Works embodying a second approach, ‘postmodernism of resistance’ (Foster, Huyssen, 1986) or radical postmodernism (Kramer), question rather than exploit cultural codes and explore rather than conceal any associated social or political affiliations. This music often addresses the ‘master narratives’ of tonality, narrative structure, Western hegemony and male dominance. In his music, John Adams makes puns or ironic commentary on these narratives while others deconstruct their inherently contradictory meanings. Composers such as Philip Glass, Steve Reich, Michael Nyman and Louis Andriessen, for example, use continuous repetition to create non-narrative works that subvert the role of longterm memory in the perception of a work’s structure. Huyssen points out that resistance of this sort ‘will always have to be specific and contingent upon the cultural field within which it operates’; he argues that its point ‘is not to eliminate the productive tension between the political and the aesthetic, between history and the text, between engagement and the mission of art. It is to heighten that tension’.

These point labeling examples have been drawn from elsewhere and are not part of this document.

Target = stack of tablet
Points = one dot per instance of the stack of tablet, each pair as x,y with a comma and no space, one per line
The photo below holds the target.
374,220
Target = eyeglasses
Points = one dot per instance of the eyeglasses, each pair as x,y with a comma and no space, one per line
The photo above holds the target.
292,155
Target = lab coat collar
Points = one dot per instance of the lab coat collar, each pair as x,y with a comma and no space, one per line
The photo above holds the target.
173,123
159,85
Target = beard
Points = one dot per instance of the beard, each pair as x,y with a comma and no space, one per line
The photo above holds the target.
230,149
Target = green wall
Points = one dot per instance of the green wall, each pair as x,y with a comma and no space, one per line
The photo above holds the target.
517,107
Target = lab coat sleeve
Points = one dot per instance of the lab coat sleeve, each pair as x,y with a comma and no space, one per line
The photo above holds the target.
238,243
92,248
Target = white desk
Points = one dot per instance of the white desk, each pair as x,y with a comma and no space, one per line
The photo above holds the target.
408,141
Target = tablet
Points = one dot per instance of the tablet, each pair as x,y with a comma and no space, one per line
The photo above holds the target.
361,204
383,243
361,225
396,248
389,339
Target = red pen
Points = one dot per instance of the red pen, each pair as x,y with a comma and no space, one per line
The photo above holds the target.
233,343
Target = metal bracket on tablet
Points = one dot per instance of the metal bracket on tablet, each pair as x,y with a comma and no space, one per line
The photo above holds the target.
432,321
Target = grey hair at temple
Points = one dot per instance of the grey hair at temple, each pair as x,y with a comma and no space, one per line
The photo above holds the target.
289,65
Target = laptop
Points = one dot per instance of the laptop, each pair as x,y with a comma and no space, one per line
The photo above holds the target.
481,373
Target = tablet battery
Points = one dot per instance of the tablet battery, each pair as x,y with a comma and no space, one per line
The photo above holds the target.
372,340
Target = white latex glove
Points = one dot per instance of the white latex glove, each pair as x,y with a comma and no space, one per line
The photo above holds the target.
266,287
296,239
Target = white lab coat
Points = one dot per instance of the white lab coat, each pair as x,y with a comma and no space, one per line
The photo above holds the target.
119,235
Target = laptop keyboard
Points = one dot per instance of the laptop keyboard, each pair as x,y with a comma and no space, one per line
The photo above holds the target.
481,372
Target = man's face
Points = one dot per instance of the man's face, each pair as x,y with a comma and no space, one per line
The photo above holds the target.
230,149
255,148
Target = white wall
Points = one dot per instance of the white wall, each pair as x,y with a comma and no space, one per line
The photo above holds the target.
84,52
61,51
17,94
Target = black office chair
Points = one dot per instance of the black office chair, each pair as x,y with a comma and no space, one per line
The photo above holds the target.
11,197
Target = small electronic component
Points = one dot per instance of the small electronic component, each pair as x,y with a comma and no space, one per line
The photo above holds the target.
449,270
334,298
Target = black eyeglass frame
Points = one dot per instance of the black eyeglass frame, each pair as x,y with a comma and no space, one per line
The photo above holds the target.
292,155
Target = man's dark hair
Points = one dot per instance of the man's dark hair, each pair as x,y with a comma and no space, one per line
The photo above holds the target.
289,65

A third postmodernism, one of connection or interpenetration, results when a work’s juxtapositions involve an eclectic inclusion of material from disparate discourses, sometimes elements that are not musical per se (Pasler, 1993). Whereas quotation in a Modernist sense often implies a desire to overcome and surpass one’s predecessors, sometimes by distorting or satirizing the borrowed element, postmodernist appropriation functions without any desire to assert the dominance of one element over another. Works such as Luciano Berio’s Sinfonia (1968) and Alfred Schnittke’s Third String Quartet (1983) quote predecessors’ and contemporaries’ music to comment on the history of musical traditions. They construct a sense of time as embodying many times, a self made of many memories. Stylistically what is important, from a postmodernist perspective, is not what is preserved from the past but the radical nature of what is included. And whether colliding new with old, original with borrowed, serious with popular, aesthetic with non-aesthetic, politically central with marginal, the ethics of postmodernism implies an acceptance of difference and sometimes a playfulness. Such works express a ‘longing for a both/and situation rather than one of either/or’ (Perloff, 1989).

The purpose of such collages can vary. In his Musicircus (1967), Cage shifted to the listener the burden of making sense of what he called the ‘play of intelligent anarchy’. Similarly, in some of John Zorn’s recordings, the effect of juxtaposing jazz, swing, pop, reggae, film and TV soundtracks and a recurrent Japanese voice is anarchic coexistence. This music’s noisiness is meant to challenge traditional expectations of music and transform the listening experience (McNeilly, 1995). In the work of Laurie Anderson and other female performance artists of the 1970s, these juxtapositions come from the use of autobiography, story-telling, self-referentiality and a collage of myriad personal tastes; these help return the composer’s ‘shadow’ to the music. In their pop-inflected music of the 1990s, Lang, Wolf, Torke and Daugherty incorporate commercial popular music not only to express their generational interests but also to challenge the troubling contradictions in American culture. In the popular music of migrants worldwide, music both expresses their exile identity and connects them to the real and imagined traditions of their homeland. This has resulted in works meant to help listeners reconcile profoundly different experiences. Postmodernism can thus be seen as ‘an aesthetic vehicle for this struggle’ (Manuel, 1995).